Таким образом, стратегия министра, имевшего репутацию политического консерватора, заключалась не столько в каких-то активных и превентивных мерах, сколько в поддержании сложившегося статус-кво и избегания какого-либо конфликтного взаимодействия. Такая установка во многом основывалась на негативном опыте попытки перевода с 1869 г. дополнительного богослужения католической церкви на русский язык. Точка в споре между виленским генерал-губернатором и министром внутренних дел была поставлена в 1887 г., когда Комитет министров отказался одобрить программу действий И.С. Каханова. Вместе с тем оставался открытым вопросом о том, какие методы были возможны по деполонизации католической церкви. Несмотря на то, что прямолинейные действия И.С. Каханова были уязвимы для критики и чреваты конфликтом, в отличие от стратегии Толстого начальник края все же пытался снизить влияние польского национального движения в западных губерниях. В свою очередь отказ от жестких методов против полонизированного католического клира при отсутствии альтернативных мер ставил ситуацию на паузу, что в условиях края означало лишь откладывание проблемы в будущее.

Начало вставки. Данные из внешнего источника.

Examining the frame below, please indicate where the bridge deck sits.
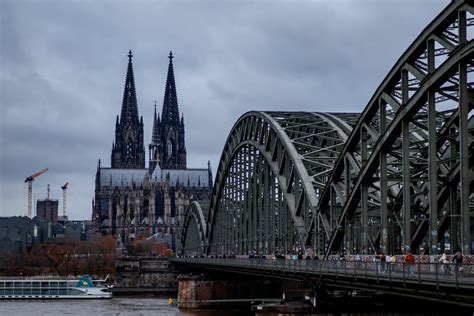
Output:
[172,258,474,306]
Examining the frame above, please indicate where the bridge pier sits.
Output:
[178,274,283,310]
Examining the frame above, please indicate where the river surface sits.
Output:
[0,297,244,316]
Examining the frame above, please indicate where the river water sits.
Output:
[0,297,241,316]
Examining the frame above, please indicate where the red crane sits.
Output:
[61,182,69,222]
[25,168,48,218]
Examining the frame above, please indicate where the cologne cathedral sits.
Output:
[92,51,212,250]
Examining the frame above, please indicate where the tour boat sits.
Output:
[0,275,112,299]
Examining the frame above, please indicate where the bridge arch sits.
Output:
[208,112,356,254]
[181,201,207,256]
[318,1,474,255]
[180,0,474,257]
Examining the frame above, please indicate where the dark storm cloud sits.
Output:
[0,0,448,218]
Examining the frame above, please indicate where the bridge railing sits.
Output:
[172,258,474,288]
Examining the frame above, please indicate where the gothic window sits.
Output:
[168,139,173,157]
[126,140,133,157]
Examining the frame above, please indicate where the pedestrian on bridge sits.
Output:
[453,251,464,275]
[439,253,448,274]
[405,251,415,276]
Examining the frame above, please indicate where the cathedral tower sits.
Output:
[149,52,186,169]
[111,51,145,169]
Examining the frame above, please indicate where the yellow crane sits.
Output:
[61,182,69,222]
[25,168,48,218]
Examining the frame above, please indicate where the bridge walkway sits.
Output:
[171,258,474,307]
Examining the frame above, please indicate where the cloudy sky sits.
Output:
[0,0,449,219]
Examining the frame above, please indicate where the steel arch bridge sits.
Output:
[181,0,474,256]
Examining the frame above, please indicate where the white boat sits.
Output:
[0,275,112,299]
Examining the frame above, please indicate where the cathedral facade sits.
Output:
[92,51,212,250]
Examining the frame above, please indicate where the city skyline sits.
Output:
[0,0,449,219]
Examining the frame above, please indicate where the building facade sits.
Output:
[36,198,59,224]
[92,51,212,249]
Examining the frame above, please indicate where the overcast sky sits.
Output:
[0,0,449,219]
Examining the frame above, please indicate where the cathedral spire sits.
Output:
[161,51,179,125]
[120,50,139,124]
[151,101,160,144]
[111,51,145,169]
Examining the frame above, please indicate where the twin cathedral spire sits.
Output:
[111,51,186,172]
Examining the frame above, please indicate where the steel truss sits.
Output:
[183,0,474,256]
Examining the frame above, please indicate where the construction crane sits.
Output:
[25,168,48,218]
[61,182,69,222]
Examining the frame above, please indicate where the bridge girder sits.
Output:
[182,0,474,257]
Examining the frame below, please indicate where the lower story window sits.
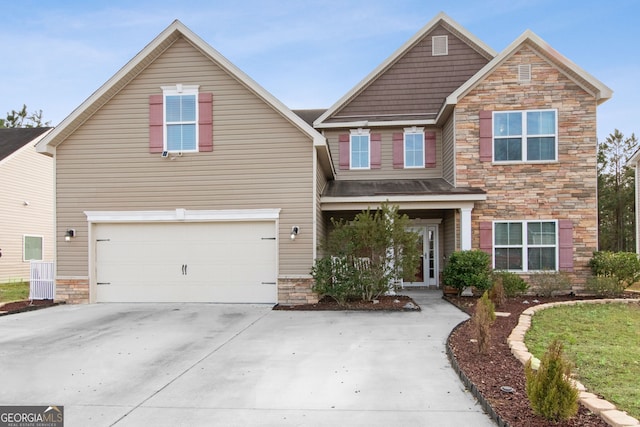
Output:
[23,235,42,261]
[493,221,558,271]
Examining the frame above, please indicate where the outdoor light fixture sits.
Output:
[64,228,76,242]
[291,225,300,240]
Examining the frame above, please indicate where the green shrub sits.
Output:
[471,291,496,354]
[584,276,626,297]
[525,340,578,421]
[529,271,571,297]
[493,271,529,297]
[589,251,640,289]
[442,249,491,294]
[311,204,421,305]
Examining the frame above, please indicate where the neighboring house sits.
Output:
[38,14,611,304]
[0,128,54,283]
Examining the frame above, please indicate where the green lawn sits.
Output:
[0,282,29,302]
[525,303,640,418]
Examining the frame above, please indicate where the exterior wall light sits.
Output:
[291,225,300,240]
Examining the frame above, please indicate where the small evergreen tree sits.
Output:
[525,339,578,421]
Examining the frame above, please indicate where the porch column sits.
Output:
[460,208,471,251]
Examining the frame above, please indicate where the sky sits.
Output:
[0,0,640,141]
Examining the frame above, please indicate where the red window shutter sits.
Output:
[149,95,164,153]
[338,133,351,169]
[369,133,382,169]
[424,132,436,168]
[392,133,404,169]
[198,92,213,151]
[480,221,493,257]
[480,111,493,162]
[558,219,573,271]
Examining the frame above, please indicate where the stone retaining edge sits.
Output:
[510,298,640,427]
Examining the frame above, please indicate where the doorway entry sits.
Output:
[404,224,439,287]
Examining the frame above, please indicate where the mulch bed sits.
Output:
[445,296,636,427]
[0,299,59,316]
[273,295,420,311]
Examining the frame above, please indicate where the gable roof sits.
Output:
[36,19,326,155]
[0,127,51,161]
[314,12,497,128]
[436,30,613,121]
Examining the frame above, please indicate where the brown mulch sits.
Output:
[0,299,59,316]
[445,295,636,427]
[273,295,420,311]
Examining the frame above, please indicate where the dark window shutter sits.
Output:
[369,133,382,169]
[558,219,573,271]
[149,95,164,153]
[198,92,213,151]
[480,221,493,258]
[424,132,436,168]
[392,133,404,169]
[480,111,493,162]
[338,133,351,169]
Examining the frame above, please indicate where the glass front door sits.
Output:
[404,224,438,287]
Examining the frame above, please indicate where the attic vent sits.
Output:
[431,36,449,56]
[518,64,531,83]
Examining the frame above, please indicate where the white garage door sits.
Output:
[95,221,277,303]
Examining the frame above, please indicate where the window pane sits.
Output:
[24,236,42,261]
[527,137,556,160]
[351,135,369,168]
[493,138,522,161]
[493,113,522,136]
[494,248,522,270]
[527,111,556,135]
[527,222,556,245]
[528,248,556,270]
[404,133,424,167]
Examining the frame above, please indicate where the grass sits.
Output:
[0,281,29,302]
[525,303,640,418]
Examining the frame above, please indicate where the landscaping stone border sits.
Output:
[510,299,640,427]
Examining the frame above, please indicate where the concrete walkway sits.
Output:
[0,291,494,427]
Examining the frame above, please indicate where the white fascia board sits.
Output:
[313,12,496,128]
[84,208,280,223]
[316,119,436,129]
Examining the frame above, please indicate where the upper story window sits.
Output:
[404,128,425,168]
[162,84,198,152]
[349,129,371,169]
[493,221,558,271]
[22,235,43,261]
[493,110,558,162]
[149,84,213,153]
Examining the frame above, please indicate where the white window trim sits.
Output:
[349,128,371,170]
[491,219,560,273]
[161,83,200,153]
[402,126,427,169]
[22,234,44,262]
[491,108,558,165]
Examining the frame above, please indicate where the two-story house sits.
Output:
[38,14,611,304]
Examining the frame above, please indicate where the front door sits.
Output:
[404,224,438,287]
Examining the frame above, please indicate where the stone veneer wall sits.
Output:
[278,278,318,305]
[55,278,89,304]
[455,45,597,287]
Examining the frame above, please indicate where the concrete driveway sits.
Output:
[0,291,494,427]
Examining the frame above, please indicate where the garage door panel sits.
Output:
[96,221,277,303]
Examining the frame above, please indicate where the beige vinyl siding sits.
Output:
[56,38,314,276]
[0,143,54,282]
[325,128,442,180]
[442,114,456,185]
[328,26,488,122]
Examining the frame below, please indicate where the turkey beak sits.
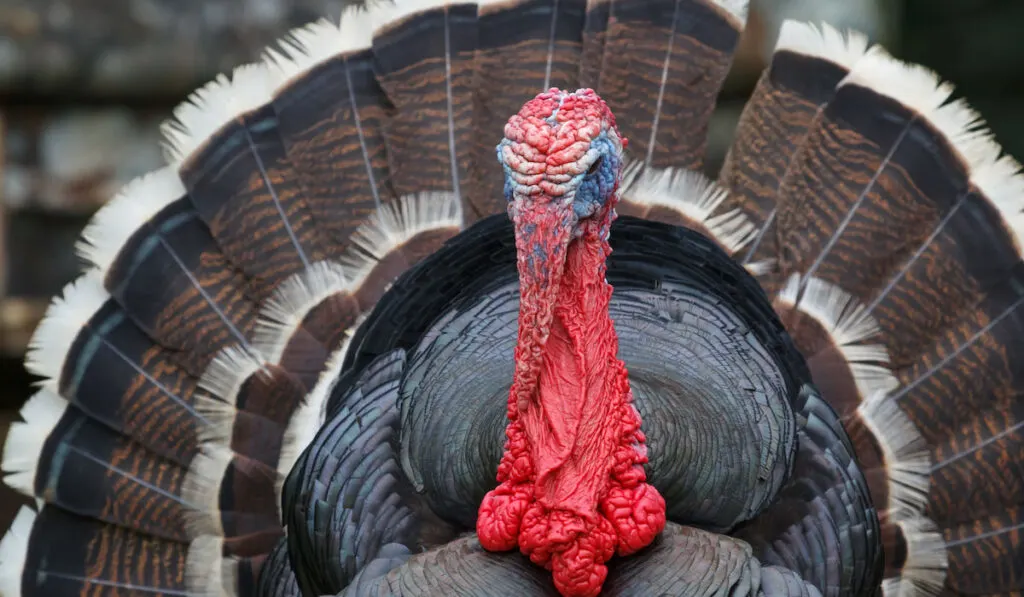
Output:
[510,196,578,411]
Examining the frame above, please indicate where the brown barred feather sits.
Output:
[373,3,484,217]
[471,0,587,215]
[592,0,745,170]
[718,22,867,280]
[733,29,1024,595]
[0,0,1024,597]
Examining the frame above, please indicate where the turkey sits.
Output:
[0,0,1024,597]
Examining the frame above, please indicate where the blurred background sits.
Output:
[0,0,1024,528]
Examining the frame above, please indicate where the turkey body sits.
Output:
[0,0,1024,597]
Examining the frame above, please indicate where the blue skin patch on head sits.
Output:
[572,133,622,219]
[495,132,622,215]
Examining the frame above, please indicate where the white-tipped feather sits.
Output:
[264,5,373,90]
[161,63,274,166]
[971,156,1024,250]
[195,395,239,447]
[743,259,777,278]
[185,536,239,597]
[25,269,110,393]
[715,0,751,25]
[775,19,868,69]
[342,191,463,280]
[181,443,233,538]
[839,46,953,120]
[276,335,366,496]
[882,517,949,597]
[840,46,1000,171]
[857,392,932,516]
[369,0,449,34]
[253,261,355,363]
[3,389,68,498]
[199,345,263,404]
[776,273,899,398]
[840,48,1024,258]
[622,162,757,254]
[0,506,36,597]
[75,167,185,274]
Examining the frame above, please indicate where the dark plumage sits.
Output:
[0,0,1024,597]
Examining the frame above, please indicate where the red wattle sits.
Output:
[477,226,666,597]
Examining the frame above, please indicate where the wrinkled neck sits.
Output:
[519,236,629,518]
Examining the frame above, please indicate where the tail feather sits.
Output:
[78,168,256,376]
[585,0,748,172]
[733,17,1024,595]
[716,20,867,278]
[3,390,220,541]
[0,507,241,597]
[616,162,755,255]
[264,6,396,254]
[371,0,483,215]
[469,0,587,219]
[164,63,328,300]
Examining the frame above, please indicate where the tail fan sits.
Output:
[720,18,1024,595]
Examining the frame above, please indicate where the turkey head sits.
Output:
[477,89,666,597]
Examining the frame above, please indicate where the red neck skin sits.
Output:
[477,212,666,597]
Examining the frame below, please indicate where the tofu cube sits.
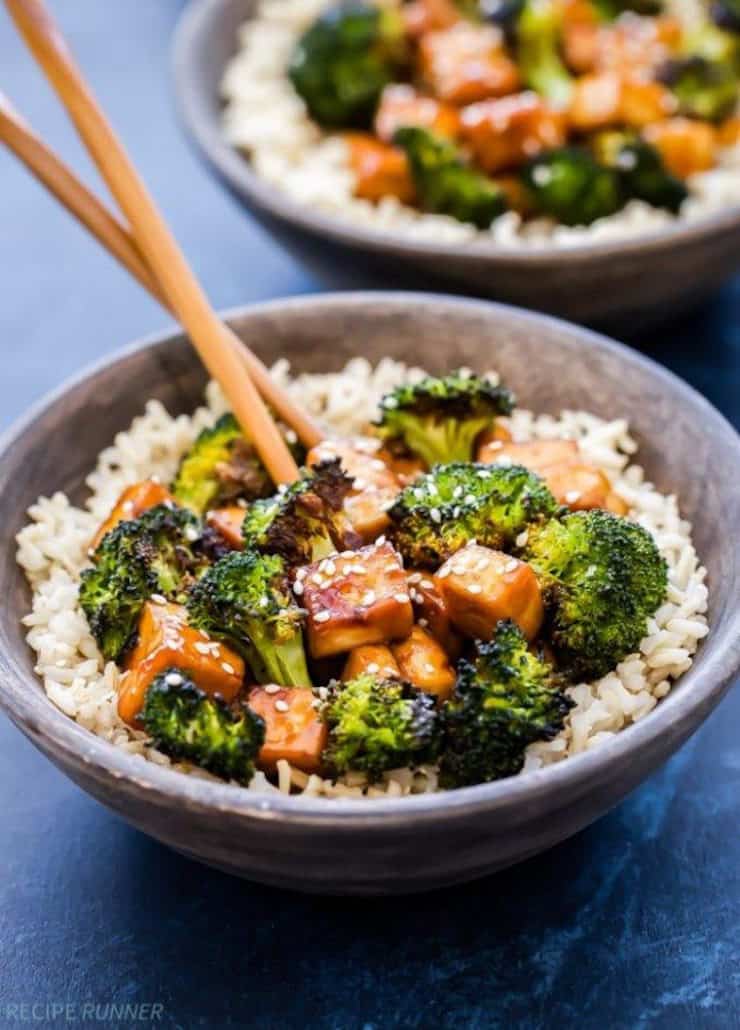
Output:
[306,437,401,543]
[341,644,401,683]
[296,541,413,658]
[247,684,328,773]
[119,600,244,727]
[393,626,455,700]
[90,479,174,550]
[437,544,544,641]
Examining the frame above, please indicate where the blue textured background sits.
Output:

- РГИА. Ф. 1604. Оп. 1. Д. 765.
- Канфесіі на Беларусі (канец XVIII—XX ст.) / В.В.Грыгор’ева, У.М.Завальнюк, У.І.Навіцкі, А.М. Філатава. Навук. рэд. У.І.Навіцкі. Мінск: ВП „Экаперспектыва“, 1998. – 340 с.
- Смоленчук, А. Попытки введения русского языка в католическое богослужение в Минской и Виленской диоцезиях 60–70-е гг. XIX в. // Lietuvių katalikų mokslo akademijos metraštis. Vilnius, 2002. – T. 20. – S. 141-154.
- Бендин, А.Ю. Проблемы веротерпимости в Северо-Западном крае Российской империи (1863- 1914 гг.). Минск : БГУ, 2010. – 439 с.